You're so right, isn't that polish luscious for the toes? To answer your question, yes, I covered the ready-to-wear collections all over the world: New York, Milan, London and Paris. Also the haute couture in Paris, once to Japan to visit a group of top designers and a couple of times to Germany to do the same thing.

I did it for at least 15 years. I loved it, loved it, loved it -- most of the time. When I quit I was glad, now I wouldn't mind starting all over again. . . My friend Jean tells me I should try to cover them as a blogger. I think I would no longer have the privilege of sitting in the front row with a blog, SRO perhaps or perhaps outside the tents peeking in.

LPC, I admire your courage to put yourself out there so to speak.

Mimi, cherie, everyone loves freckles, there's nothing cuter in this world. I was using a euphemism for the one's that crop up when one reaches a certain age.

Myletterstoemily, Wow, fab-u-lous. Aren't we having fun though?

Met Mom, I know isn't the bite the lips thing hilarious? I'll be over to do my bag with you. Merci.

My chere, chere Lily, Thank you. I love pale pink nails. They're that perfect combination of impeccable grooming and femininity.

Fearless Nester, You are lol funny. Get back to me and tell me how many years you lost in about 24 hours.

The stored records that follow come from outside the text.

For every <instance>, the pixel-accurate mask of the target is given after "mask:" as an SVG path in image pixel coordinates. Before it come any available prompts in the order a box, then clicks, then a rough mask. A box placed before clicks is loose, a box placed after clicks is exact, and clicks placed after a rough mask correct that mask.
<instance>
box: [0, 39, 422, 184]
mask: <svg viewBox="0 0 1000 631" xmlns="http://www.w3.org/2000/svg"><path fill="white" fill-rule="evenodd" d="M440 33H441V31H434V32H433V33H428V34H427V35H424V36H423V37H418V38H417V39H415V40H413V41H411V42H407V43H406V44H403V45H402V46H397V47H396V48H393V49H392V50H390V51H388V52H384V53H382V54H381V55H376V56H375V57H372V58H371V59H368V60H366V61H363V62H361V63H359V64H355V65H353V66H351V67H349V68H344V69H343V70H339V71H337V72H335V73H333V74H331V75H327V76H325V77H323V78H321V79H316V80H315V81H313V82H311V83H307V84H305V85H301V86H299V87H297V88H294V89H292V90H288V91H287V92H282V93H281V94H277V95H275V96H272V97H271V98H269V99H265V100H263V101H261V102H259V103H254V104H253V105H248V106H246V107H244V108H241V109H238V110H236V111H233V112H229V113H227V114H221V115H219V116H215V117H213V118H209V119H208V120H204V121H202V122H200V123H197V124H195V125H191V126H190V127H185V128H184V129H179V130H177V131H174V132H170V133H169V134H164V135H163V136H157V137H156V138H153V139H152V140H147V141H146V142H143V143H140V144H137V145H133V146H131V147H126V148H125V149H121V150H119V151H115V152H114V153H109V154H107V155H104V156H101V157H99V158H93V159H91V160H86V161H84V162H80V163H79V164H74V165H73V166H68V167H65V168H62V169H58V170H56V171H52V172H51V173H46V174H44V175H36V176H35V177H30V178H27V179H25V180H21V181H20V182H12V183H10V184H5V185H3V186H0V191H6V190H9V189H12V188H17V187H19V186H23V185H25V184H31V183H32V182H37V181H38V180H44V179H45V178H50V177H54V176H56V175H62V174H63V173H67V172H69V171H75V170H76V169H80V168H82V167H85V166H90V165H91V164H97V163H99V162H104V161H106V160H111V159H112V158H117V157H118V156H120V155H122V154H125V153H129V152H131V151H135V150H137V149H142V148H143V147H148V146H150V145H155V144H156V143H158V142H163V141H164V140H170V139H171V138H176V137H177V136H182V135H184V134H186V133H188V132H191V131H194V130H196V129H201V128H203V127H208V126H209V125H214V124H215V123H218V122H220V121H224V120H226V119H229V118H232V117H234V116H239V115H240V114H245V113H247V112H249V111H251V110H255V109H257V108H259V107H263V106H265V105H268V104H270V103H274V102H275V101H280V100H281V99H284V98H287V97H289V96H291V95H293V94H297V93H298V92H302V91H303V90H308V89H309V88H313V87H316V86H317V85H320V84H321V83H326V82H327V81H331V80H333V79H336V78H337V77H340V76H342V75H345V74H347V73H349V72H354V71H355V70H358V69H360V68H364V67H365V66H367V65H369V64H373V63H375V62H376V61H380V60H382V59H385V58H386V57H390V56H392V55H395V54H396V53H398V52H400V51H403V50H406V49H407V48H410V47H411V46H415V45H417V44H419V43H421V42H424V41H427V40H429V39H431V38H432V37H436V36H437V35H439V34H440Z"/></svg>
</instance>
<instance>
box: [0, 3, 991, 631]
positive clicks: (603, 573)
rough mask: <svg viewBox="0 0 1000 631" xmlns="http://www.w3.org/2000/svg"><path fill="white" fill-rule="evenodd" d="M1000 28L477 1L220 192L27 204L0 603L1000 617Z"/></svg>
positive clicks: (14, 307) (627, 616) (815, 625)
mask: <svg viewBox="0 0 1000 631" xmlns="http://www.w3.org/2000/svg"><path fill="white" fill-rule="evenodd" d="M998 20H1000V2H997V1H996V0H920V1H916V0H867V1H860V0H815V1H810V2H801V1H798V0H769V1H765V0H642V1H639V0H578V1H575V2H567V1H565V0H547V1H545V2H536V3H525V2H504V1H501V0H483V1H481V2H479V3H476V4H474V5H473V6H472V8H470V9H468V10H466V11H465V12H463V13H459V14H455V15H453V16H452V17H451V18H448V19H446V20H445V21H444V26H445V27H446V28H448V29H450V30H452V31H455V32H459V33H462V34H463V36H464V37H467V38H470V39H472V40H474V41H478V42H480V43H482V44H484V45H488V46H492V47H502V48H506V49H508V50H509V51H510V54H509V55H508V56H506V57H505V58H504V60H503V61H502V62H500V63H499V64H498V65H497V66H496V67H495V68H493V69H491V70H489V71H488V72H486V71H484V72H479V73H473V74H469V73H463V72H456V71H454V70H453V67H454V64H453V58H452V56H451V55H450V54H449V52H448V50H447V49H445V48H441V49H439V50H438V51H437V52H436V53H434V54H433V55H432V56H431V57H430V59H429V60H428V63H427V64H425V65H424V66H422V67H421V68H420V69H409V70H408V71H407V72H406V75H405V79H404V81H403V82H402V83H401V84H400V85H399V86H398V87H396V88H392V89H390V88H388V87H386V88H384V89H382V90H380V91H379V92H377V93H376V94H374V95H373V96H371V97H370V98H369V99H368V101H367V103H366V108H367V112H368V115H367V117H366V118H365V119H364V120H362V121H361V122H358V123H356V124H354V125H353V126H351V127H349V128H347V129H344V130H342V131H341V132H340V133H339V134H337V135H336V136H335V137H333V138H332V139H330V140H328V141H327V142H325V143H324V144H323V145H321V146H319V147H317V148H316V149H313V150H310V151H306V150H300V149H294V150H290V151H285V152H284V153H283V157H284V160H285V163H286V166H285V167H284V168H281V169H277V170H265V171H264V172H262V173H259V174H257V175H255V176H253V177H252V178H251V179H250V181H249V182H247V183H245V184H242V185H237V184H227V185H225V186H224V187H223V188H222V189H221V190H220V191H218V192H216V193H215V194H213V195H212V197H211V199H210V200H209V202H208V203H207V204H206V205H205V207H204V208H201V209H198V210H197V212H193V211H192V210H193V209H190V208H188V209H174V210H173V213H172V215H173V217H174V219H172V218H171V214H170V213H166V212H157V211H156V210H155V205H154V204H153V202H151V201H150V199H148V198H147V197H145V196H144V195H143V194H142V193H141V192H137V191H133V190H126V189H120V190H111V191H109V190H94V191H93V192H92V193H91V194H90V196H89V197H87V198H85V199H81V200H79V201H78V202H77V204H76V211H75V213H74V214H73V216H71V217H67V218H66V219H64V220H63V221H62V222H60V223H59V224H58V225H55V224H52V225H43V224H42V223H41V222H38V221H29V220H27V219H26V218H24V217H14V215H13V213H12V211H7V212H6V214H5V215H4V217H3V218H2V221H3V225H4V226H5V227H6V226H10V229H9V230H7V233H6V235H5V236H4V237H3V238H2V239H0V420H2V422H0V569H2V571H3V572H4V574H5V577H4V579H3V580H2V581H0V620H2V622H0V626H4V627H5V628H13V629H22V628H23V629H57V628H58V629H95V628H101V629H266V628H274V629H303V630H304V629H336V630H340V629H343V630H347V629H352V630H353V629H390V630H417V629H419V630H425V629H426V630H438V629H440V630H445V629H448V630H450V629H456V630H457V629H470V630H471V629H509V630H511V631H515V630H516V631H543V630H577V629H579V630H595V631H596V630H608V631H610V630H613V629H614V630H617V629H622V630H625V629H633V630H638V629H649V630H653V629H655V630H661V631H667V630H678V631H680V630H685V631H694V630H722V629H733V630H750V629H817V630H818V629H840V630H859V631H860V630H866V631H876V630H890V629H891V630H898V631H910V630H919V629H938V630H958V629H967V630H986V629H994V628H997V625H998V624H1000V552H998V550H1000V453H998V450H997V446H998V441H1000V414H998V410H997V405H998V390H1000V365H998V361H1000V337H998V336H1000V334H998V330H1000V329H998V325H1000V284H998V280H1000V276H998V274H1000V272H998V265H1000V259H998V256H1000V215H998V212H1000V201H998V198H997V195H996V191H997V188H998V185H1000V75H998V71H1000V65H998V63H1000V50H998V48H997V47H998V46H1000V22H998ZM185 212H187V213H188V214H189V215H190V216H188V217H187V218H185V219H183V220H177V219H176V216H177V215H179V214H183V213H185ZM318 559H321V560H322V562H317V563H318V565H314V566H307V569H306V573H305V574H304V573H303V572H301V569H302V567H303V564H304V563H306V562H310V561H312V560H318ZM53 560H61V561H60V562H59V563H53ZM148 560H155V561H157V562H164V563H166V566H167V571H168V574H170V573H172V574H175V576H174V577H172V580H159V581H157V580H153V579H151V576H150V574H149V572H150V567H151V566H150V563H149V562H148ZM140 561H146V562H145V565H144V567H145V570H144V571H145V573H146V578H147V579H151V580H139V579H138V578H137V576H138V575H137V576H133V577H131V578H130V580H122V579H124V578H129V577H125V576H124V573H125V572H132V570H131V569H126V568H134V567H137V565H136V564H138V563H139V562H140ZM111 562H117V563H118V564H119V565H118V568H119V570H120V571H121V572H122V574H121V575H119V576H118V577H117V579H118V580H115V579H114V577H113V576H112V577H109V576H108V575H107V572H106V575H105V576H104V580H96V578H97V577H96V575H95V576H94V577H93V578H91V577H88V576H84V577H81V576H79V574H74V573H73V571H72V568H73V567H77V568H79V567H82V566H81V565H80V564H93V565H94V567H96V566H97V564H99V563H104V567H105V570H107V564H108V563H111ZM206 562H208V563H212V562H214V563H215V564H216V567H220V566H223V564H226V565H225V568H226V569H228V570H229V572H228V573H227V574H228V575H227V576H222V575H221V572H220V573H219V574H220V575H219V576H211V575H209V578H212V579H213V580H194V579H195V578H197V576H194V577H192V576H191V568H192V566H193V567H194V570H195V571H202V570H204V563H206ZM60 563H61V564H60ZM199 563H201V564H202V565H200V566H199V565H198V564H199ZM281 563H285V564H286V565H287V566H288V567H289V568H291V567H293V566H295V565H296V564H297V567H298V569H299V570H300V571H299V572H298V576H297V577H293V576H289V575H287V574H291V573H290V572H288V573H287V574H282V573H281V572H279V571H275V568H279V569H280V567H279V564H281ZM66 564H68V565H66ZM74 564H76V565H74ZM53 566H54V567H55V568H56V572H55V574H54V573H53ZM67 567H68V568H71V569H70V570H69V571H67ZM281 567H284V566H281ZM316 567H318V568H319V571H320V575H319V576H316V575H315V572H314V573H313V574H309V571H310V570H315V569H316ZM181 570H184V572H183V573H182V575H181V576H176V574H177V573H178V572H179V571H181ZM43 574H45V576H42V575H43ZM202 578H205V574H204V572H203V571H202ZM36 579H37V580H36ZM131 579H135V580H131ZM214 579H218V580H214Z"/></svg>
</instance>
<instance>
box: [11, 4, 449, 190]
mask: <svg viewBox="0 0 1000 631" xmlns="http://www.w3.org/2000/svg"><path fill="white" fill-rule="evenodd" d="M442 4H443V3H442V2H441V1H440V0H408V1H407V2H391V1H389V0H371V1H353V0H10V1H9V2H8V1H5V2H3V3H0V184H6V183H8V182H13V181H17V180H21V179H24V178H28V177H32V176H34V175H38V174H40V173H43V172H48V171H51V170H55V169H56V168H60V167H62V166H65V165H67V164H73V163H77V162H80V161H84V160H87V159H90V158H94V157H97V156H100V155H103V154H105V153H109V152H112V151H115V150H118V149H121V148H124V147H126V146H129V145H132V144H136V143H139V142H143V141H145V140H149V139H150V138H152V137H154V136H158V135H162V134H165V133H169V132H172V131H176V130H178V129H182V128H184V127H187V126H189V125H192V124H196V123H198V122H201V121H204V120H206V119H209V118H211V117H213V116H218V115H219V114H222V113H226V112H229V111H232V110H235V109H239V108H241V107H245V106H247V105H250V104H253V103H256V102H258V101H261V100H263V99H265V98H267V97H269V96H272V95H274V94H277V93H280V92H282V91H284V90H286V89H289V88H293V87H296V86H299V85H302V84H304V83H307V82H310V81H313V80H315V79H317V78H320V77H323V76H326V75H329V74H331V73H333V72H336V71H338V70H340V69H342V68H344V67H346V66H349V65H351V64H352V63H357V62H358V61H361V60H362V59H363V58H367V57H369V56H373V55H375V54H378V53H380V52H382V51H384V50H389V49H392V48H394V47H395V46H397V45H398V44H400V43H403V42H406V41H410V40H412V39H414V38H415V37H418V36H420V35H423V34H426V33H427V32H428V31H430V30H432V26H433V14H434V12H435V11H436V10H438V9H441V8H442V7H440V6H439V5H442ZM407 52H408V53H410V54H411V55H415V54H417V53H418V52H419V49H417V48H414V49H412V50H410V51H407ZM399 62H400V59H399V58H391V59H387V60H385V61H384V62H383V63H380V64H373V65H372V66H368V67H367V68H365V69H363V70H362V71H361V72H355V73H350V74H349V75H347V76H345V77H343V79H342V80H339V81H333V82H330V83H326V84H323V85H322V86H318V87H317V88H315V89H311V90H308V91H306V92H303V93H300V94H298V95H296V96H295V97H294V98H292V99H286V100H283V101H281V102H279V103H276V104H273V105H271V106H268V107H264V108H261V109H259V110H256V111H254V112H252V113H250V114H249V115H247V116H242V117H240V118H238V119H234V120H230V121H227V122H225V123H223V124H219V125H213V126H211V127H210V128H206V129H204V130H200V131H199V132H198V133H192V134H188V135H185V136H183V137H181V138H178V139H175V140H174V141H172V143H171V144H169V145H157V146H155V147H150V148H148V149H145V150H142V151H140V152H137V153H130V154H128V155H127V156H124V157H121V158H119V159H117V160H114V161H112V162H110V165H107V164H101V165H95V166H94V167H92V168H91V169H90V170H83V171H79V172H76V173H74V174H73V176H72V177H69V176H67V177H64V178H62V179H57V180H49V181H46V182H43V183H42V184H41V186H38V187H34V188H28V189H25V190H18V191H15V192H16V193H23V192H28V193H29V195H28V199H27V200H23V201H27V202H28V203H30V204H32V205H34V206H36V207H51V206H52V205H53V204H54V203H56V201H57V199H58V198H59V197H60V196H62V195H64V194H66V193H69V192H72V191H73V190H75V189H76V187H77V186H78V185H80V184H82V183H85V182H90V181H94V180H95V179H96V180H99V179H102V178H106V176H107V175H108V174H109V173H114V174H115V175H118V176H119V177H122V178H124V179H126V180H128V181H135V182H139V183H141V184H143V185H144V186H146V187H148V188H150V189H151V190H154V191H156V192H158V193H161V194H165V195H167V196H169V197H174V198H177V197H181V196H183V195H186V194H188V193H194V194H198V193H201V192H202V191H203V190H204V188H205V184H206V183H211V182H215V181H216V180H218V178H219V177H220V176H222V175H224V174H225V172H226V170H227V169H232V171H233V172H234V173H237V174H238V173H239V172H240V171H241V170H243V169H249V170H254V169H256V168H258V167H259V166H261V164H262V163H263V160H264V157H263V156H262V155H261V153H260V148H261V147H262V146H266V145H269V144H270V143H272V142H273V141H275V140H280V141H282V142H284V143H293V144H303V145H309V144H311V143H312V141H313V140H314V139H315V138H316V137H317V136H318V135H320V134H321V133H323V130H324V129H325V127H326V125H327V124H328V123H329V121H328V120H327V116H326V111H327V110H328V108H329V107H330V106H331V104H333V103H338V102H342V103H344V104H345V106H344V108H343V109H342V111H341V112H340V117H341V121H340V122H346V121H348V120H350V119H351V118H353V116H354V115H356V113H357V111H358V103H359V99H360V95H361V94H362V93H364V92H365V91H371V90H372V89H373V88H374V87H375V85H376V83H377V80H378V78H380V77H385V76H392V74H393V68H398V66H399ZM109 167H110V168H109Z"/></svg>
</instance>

Bisous a toi, Anita, merci, merci.

Dear Style Artisan, I think your idea is not only brilliant but funny as well. Here's the problem however: The woman doing the zapping, was not the dermatologist, but an assistant and someone had pumped a pound of collegen into each of her lips and I'm not sure if I had slugged her it would have changed either the size or the color. If I ever do this again -- unlikely--maybe I'll test your suggestion.

Dear Kristi, I think you and Stephanie (Bonjour Madame) are definitely on to something: not a cent for lent. I would suggest something like olive oil in the meantime, but it's impossible to rinse it out. I think you should wait and put the masque on while you hunt for your Easter eggs and chocolate bunnies.

Morgane, Yes, indeed, we all know the tips about not to much foundation, powder, etc., etc., but when Elle puts the plus or minus years on the procedure -- which is amusing -- it makes the old seem new again and much more fun.

Dear Beautifully50, Doesn't that just absolutely change EVERYTHING to has fuchsia toes in the winter? I've been using the eye packets forever. They really are great.

Dear, dear Jackie, Oooooooh, a spa. You lucky girl you. I suspect you are absolutely beautiful and the experience with just make you look rested and pink-cheeked.

Dear Mater, I e-mailed my friend Trish Malcolm the editor-in-chief of Vogue Knitting to tell her what you said. It's fascinating. You should see my holey scarf, but it does have a magical calming effect. I know you are a master knitter. Your creations make me even more ashamed of the thing I'm making. "Thing" is really the only word for it.

Dear Maryanne, When you come back for the next show we'll go shopping. Just did this with a friend recently and she went home with all my favorites, plus a few things that caught her eye just because they smelled divine.

Dear Paulita, Thank you for your visit. Who doesn't love freckles. Yes, unfortunately I was referring to the other freckles.

Thanks, C.J. -- so, do we know the same people or not?

Merci one and all, you brighten my days and make everything here worthwhile. xoxo

Metropolitan Mum said...

Oh. I did leave a comment. Looks like not all is lost in this little head of mine then :)
Why don't you take the top 10 pieces of your bag? 5 things you are fond of and 5 that are funny, for example?